La misma ciencia , que conocía ya, Hermes Trimegisto, los egipcios, los mayas, y muchos otros pueblos de la antigüedad. Una Historia verdadera, de la condición humana, dentro de la Creación ó el Cosmos (Evangelio ó Verdad), con el comienzo del mal (Influencia perniciosa del planeta Tierra, sobre las personas), y con el final de ese mal (Libro del Apocalipsis), y la vuelta a la normalidad, de todas las cosas.
La esperanza viva, e inmarchitable, en la bondad de Dios.
Es la esperanza, que manifestaba, s. Pedro, en sus cartas, apostólicas.

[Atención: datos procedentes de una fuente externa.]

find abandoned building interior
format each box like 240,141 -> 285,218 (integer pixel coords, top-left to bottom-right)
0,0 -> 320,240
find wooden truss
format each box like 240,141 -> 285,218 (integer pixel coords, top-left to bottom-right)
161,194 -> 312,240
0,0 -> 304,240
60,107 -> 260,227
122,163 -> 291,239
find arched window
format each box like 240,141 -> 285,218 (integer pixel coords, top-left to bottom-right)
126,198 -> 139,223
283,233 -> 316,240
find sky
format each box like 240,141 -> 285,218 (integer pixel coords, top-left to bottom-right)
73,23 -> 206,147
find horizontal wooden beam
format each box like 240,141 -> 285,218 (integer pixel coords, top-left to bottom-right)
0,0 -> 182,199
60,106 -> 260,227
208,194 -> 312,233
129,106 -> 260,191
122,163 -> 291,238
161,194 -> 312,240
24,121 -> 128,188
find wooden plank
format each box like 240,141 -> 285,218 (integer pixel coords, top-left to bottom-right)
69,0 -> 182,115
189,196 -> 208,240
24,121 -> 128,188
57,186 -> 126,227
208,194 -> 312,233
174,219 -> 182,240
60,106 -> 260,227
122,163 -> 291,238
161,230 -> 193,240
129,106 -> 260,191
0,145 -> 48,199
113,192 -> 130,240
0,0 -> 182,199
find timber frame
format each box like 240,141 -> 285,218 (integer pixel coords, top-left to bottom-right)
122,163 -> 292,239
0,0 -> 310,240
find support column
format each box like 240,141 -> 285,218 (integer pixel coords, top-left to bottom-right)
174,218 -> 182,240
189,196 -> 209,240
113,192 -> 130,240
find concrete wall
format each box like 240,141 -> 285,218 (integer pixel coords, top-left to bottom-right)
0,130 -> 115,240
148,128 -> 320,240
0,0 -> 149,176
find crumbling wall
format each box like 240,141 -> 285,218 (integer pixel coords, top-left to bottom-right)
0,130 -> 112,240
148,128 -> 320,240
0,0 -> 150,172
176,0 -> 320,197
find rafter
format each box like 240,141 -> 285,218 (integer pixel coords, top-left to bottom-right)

Es decir, s. Pedro, esperaba, de la bondad infinita de Dio, que, en el futuro, el final, de su estancia en el mundo (Planeta Tierra), no acabaría, en su fallecimiento, personal, sino que acabaría, simplemente, en la conciliación, de un sueño suyo, cuyo grado de felicidad, terminaría haciéndose, máximo, y por tanto, cuyo argumento, terminaría, convirtiéndose, en su vida, vivida, en la Eternidad, o Padre.
Y s. Pedro, se dejó crucificar, con esta esperanza, viva, e inmarchitable.
Y s. Pedro, no fue defraudado, por Dios, respecto, de esta esperanza suya, viva e inmarchitable, pues, s. Pedro, desapareció, de su cruz, tras completar, matemáticamente, su redención, o santificación, en esa cruz, al ser, arrebatado-raptado, por Dios, a un Carro de fuego, Nube, u ovni piramidal, donde un sueño suyo, se convirtió, en el sueño eterno, de felicidad, máxima, del Reino de los cielos, el Cielo, y la Eternidad.
Y por tanto, la persona, de s. Pedro, tras volverse invisible, en el mundo, terminó convirtiéndose, en el interior del Carro de fuego, Nube, u ovni piramidal, en un diamante, de dureza máxima.